Tatsächlich hat Petry in der Vergangenheit selbst nur allzu gern den nationalen Flügel bedient – etwa indem sie sich dafür aussprach, den Begriff „völkisch“ „wieder positiv zu besetzen“. Gleichzeitig spricht einiges dafür, dass auch die Entgleisungen von rechts der AfD zuletzt in den Umfragen geschadet haben. Der Abstand zu Grünen, Linken und FDP ist geschrumpft, der zu SPD und CDU gewachsen.

Seit der Thüringer Landesvorsitzende Björn Höcke im Januar eine „erinnerungspolitische Wende um 180 Grad“ forderte und einigen Parteifreunden vorwarf, sie wollten nur an die Fleischtöpfe des Establishments, ist die Stimmung bei vielen gekippt. Petry will Höcke nach der Rede von der Partei ausschließen. Nach Köln zum Parteitag wird er nicht reisen, auch weil das Maritim-Hotel ihm nach seiner Rede bereits vor einigen Wochen Hausverbot erteilt hat. Ohnehin gefällt er sich besser in der Rolle des Orakels von Erfurt. Er wünsche sich, dass nun die „Mannschaftsspieler“ das Ruder übernehmen. Höcke wählt seine Worte immer mit Bedacht. Die Provokationen mit nationalsozialistisch gefärbter Sprache ebenso wie die Provokationen gegen seine Parteivorsitzende. „Mannschaftsspieler“ ist ein Begriff, der im AfD-Diskurs zwei Personen ausschließt, die maximal Doppel spielen: Petry und Pretzell.

Noch ist nicht klar, wie der Parteitag entscheidet, wenn es um die Spitzenkandidatur zur Bundestagswahl geht. Falls es Petrys Kalkül gewesen sein sollte, mit ihrem Rückzug die Wahl zu verhindern, sind ihre Chancen gering. Zwar haben bereits mehrere Landesverbände ihr Bedauern über den Rückzug Petrys ausgedrückt. Aber auch das andere Lager bringt sich in Stellung. Gauland will antreten, das hat er bestätigt.
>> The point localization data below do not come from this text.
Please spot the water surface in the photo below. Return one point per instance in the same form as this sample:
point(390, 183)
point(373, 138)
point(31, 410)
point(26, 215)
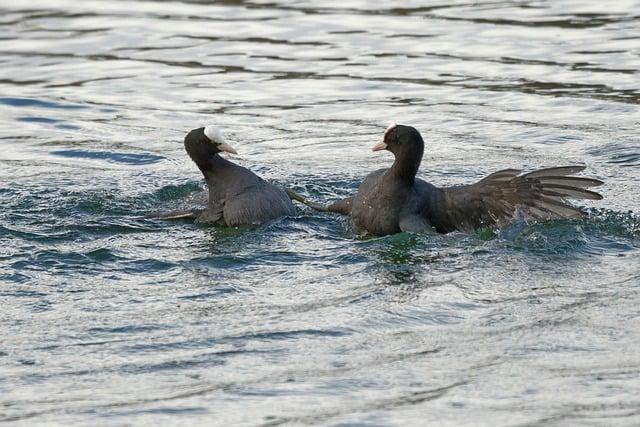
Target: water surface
point(112, 319)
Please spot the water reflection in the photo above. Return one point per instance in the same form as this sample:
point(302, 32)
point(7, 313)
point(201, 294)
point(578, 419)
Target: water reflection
point(131, 320)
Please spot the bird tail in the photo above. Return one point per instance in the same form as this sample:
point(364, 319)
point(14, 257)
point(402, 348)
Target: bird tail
point(299, 198)
point(545, 191)
point(341, 206)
Und als Petry-Ersatz stünde bereits die Unternehmensberaterin Alice Weidel bereit. Die 38-Jährige aus Überlingen am Bodensee arbeitet als Unternehmensberaterin für Start-up-Unternehmen, hat sechs Jahre in China gearbeitet und lebt mit ihrer Lebenspartnerin und ihren Kindern zusammen.

Kaum hatte Petry am Mittwoch ihren Verzicht erklärt, veröffentlichte die AfD in Stuttgart eine Pressemitteilung: „Die AfD Baden-Württemberg schickt Alice Weidel ins Rennen für AfD-Spitzenteam.“ Gauland könnte sich damit arrangieren, obwohl ihm Weidels Kritik an Höcke zuletzt nicht gefallen hatte. Sie gilt als ehrgeizig – und anschlussfähig nach rechts. Gauland sagt: „Ich schätze Frau Weidel sehr.“ Deshalb habe er „gar kein Problem“ mit dem Vorschlag aus Stuttgart.